The results of the survey found that 27% of respondents described the quality of life as miserable or very miserable with 60% describing it as neither pleasant nor unpleasant. 94% of respondents were also found to be unemployed or had no regular income. The most common trauma events experienced during the past 10 years were hiding in the jungle (70%), forced relocation (67%), lost property (66%), and destruction of houses and crops (48%). In addition, 3% of women and 3% of men reported having been raped. Of the respondents, 41% reported suffering from depression, 42% from anxiety, and 4.6% from PTSD.

The study also revealed several psychosocial risk factors, many of which can be modified by changes in refugee policy in the Karenni camps. For instance, the micronutrient content of food rations, in combination with the policy to forbid movement, employment, and cultivation of land outside of the camp negatively impact the social functioning and mental health of the Karenni refugees.

===Kayan people and tourism===
Nai Soi is also home to a large population of the Kayan people inside Thailand. In the last 20 years, the Kayan population has grown to 520. The Kayan people are a sub-group of the Karenni minority in Burma. The Kayan women are famous for wearing brass rings around their necks, giving the illusion of an elongated neck. However, not all Kayan women wear the rings.

As of February, 2017: There was only one "long-necked" woman and one tourist stand in the Ban Nai Soi Kayan Long-necked Village, which is located next to the entrance to the Ban Mai Nai Soi refugee camp, 3 km from Nai Soi on a dirt road in very poor condition.
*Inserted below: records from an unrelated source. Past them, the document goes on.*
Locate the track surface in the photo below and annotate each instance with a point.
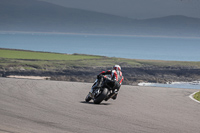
(39, 106)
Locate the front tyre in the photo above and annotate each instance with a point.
(101, 97)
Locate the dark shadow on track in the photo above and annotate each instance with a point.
(94, 104)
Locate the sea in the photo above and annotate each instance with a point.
(123, 46)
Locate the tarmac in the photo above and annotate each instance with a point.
(43, 106)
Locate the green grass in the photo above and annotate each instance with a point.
(19, 54)
(197, 96)
(29, 60)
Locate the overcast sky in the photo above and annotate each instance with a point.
(137, 9)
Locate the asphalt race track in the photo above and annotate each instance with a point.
(40, 106)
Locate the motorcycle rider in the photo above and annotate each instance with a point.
(115, 81)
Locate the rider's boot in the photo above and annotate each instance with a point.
(115, 96)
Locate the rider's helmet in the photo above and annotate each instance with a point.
(117, 68)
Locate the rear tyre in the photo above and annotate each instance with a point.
(88, 98)
(101, 97)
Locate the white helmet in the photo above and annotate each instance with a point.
(116, 67)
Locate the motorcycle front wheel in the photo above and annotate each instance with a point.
(101, 96)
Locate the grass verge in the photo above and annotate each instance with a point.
(11, 59)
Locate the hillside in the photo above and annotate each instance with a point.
(84, 68)
(34, 15)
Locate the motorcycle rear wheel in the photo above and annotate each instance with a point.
(101, 97)
(88, 98)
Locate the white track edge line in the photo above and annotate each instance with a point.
(191, 97)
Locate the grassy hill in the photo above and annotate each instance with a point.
(84, 68)
(34, 15)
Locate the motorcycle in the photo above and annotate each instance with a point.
(105, 92)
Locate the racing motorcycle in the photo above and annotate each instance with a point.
(105, 92)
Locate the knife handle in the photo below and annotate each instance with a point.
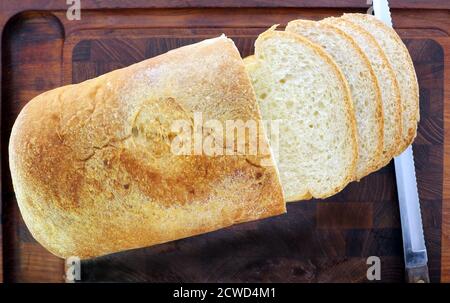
(417, 274)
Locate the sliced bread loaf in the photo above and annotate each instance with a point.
(401, 62)
(297, 82)
(363, 86)
(390, 92)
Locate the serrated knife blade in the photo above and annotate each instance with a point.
(414, 249)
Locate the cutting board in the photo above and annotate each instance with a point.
(316, 241)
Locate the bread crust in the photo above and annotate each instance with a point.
(410, 133)
(351, 169)
(376, 155)
(91, 165)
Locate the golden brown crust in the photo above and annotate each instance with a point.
(351, 175)
(413, 119)
(91, 163)
(371, 166)
(391, 152)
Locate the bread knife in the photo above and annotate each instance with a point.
(414, 249)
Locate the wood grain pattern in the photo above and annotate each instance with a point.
(316, 241)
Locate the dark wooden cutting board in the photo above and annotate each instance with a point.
(316, 241)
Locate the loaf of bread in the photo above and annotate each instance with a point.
(92, 164)
(298, 83)
(363, 85)
(400, 60)
(390, 92)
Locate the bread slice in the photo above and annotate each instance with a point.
(298, 83)
(363, 84)
(94, 172)
(401, 62)
(390, 92)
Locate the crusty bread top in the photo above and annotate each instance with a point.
(303, 183)
(92, 167)
(363, 84)
(399, 58)
(387, 81)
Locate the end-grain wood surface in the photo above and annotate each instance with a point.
(317, 241)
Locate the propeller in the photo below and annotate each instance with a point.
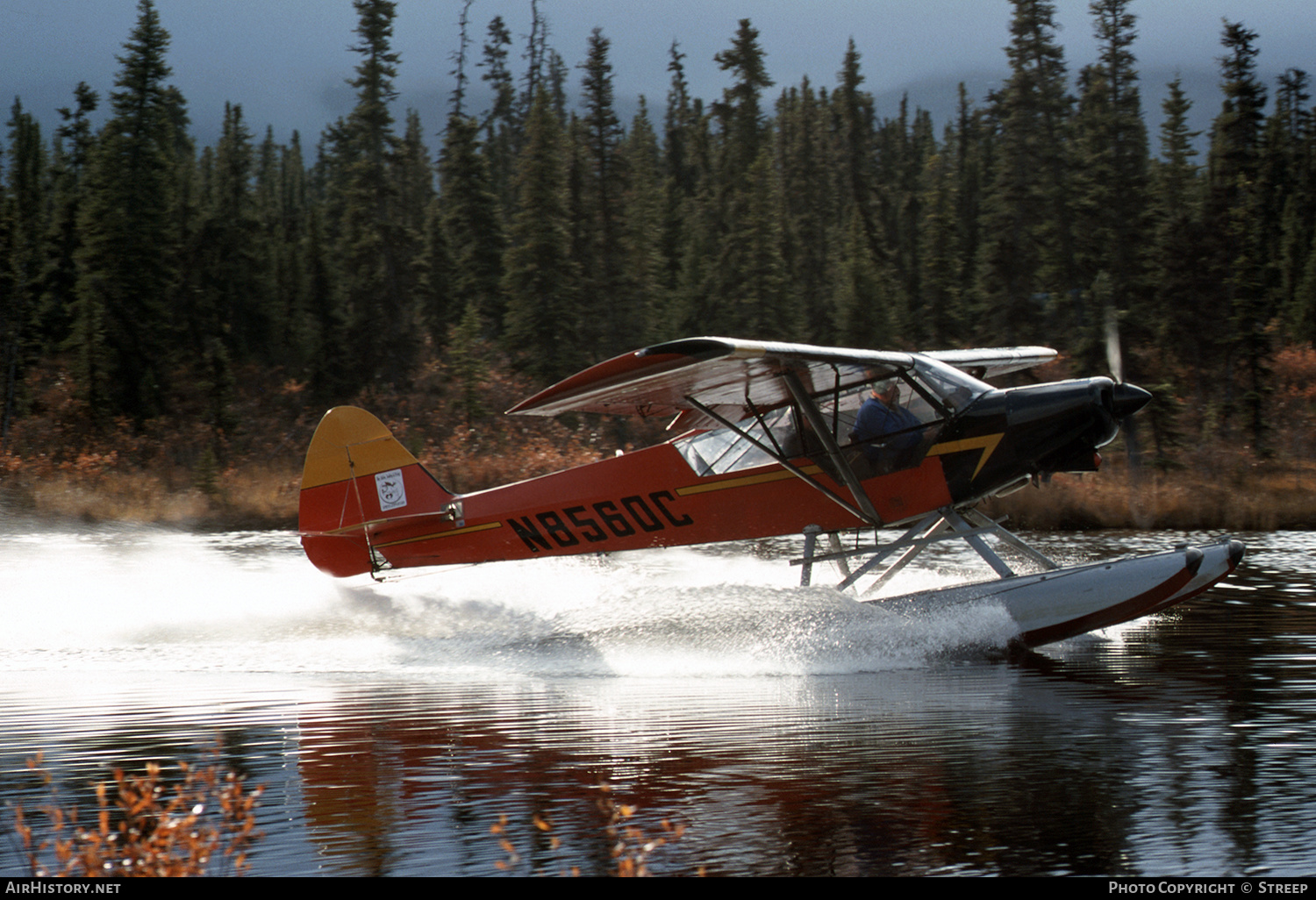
(1126, 399)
The sign at the entrance to Ban Nai Soi says entry is free, and that there are 20 families and 104 residents, although the sign appears to be several years old. The village contains a school, health clinic, and Christian church. No long-necked women live in the town of Nai Soi itself.

===Refugee Status===
In 2005, the United Nations High Commissioner for Refugees opened registration for all 50,000 refugees in the area. Almost every Kayan family applied and two were approved for New Zealand and one for Finland. However, the Thai government has defined the Kayans as “a hill tribe” and thus has denied these people the right to seek asylum. The Royal Thai Government states that refugee status only applies to “someone living in the refugee camp and who was a war refugee.” As a result, the Kayan people are not allowed to leave their largely sealed-off refugee camps in Thailand. As of 2008, these families are still not allowed to leave. Recent findings have indicated that this restriction is largely for economic rather than political reasons. In particular, Kayan women who wear brass rings are not allowed to leave the village. This is because the Thai government fears that if tourists can see these women for free in cities and towns, then they will not pay to see them in the villages.